We offer the thoughts of an 80 year old man who has a twenty year old mind commenting on the human condition.

NOBODY ASKED ME BUT

When the man leans back and the woman is at a computer it is boss and assistant.

Aa new book discussed the 1930s novel by James Farrell, “Studs Lonnigan.” The reviewer was profound, but in the thirties we read the book for its “dirty passages” and the hell with being profound!

A snow “storm” was predicted in St.Louis of two inches. I am in the Midwest, nor Minnesota, that’s for sure.

Obama increasingly reminds me of the smartest kid in the class who blames other factors rather than his own dumb decisions. After all, he WAS the smartest kid at Harvard!

Sarah Palin writes crib notes on her palm. Unfortunately, they never make it to her brain.

I feel clueless in Gaza– the song Israelis should sing?

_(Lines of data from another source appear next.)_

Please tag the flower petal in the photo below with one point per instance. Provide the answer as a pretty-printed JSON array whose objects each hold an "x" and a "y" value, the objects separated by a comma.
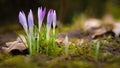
[
  {"x": 54, "y": 19},
  {"x": 50, "y": 17},
  {"x": 22, "y": 20},
  {"x": 30, "y": 20}
]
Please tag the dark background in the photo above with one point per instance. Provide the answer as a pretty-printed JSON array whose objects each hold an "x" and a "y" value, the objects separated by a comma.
[{"x": 66, "y": 9}]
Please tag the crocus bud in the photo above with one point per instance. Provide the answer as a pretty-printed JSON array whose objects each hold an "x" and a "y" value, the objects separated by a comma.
[
  {"x": 49, "y": 21},
  {"x": 22, "y": 20},
  {"x": 54, "y": 19},
  {"x": 41, "y": 15},
  {"x": 30, "y": 21},
  {"x": 66, "y": 44}
]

When I am dictator, anyone taking more than five minutes to order will be shot at high noon.

I do not take well when the regular person at the cash register is not there.

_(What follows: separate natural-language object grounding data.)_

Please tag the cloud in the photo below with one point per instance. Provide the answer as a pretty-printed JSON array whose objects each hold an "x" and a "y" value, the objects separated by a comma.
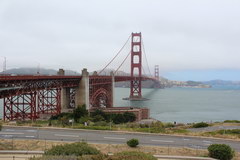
[{"x": 178, "y": 35}]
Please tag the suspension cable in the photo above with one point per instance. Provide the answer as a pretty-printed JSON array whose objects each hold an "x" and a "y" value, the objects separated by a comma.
[
  {"x": 115, "y": 56},
  {"x": 146, "y": 58},
  {"x": 122, "y": 62}
]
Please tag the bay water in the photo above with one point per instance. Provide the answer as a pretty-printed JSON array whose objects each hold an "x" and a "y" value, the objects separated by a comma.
[{"x": 184, "y": 105}]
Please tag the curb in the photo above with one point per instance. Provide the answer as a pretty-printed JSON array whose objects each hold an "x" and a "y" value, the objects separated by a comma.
[
  {"x": 123, "y": 132},
  {"x": 20, "y": 152},
  {"x": 183, "y": 157},
  {"x": 157, "y": 156}
]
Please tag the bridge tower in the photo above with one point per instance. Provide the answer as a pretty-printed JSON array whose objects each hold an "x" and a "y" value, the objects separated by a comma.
[
  {"x": 136, "y": 66},
  {"x": 156, "y": 72}
]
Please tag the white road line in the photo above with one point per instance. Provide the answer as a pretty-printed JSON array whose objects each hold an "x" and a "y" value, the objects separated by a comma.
[
  {"x": 162, "y": 141},
  {"x": 10, "y": 133},
  {"x": 30, "y": 136},
  {"x": 65, "y": 135},
  {"x": 31, "y": 130},
  {"x": 113, "y": 138},
  {"x": 207, "y": 142},
  {"x": 9, "y": 130},
  {"x": 7, "y": 135}
]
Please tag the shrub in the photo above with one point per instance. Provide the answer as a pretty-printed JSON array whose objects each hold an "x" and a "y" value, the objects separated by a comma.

A mother sharing a salad with a young child deserves a place in heaven.

I never trust any man or woman who wears a large ring.

These days God’s work is not uplifting.

Children rock in when sitting, but in school they must sit rigidly.

People put on their left before their right sleeve. Check it out.

Older woman when encountering a friend sit down before taking off their coats.

In Pizza Hut, men and women’s bathrooms are the same so why not Unisex bathrooms?

Cutting a birthday cake is a lost art.

Mom leads teenage boys when they depart.

If a young girl takes out a napkin, and gently rubs something from the boy’s face, she is serious about him.

Why doesn’t anyone say, “Happy Funeral” if they believe in heaven?

JFK always had people close to him who were from the streets of Boston to keep him in touch with reality.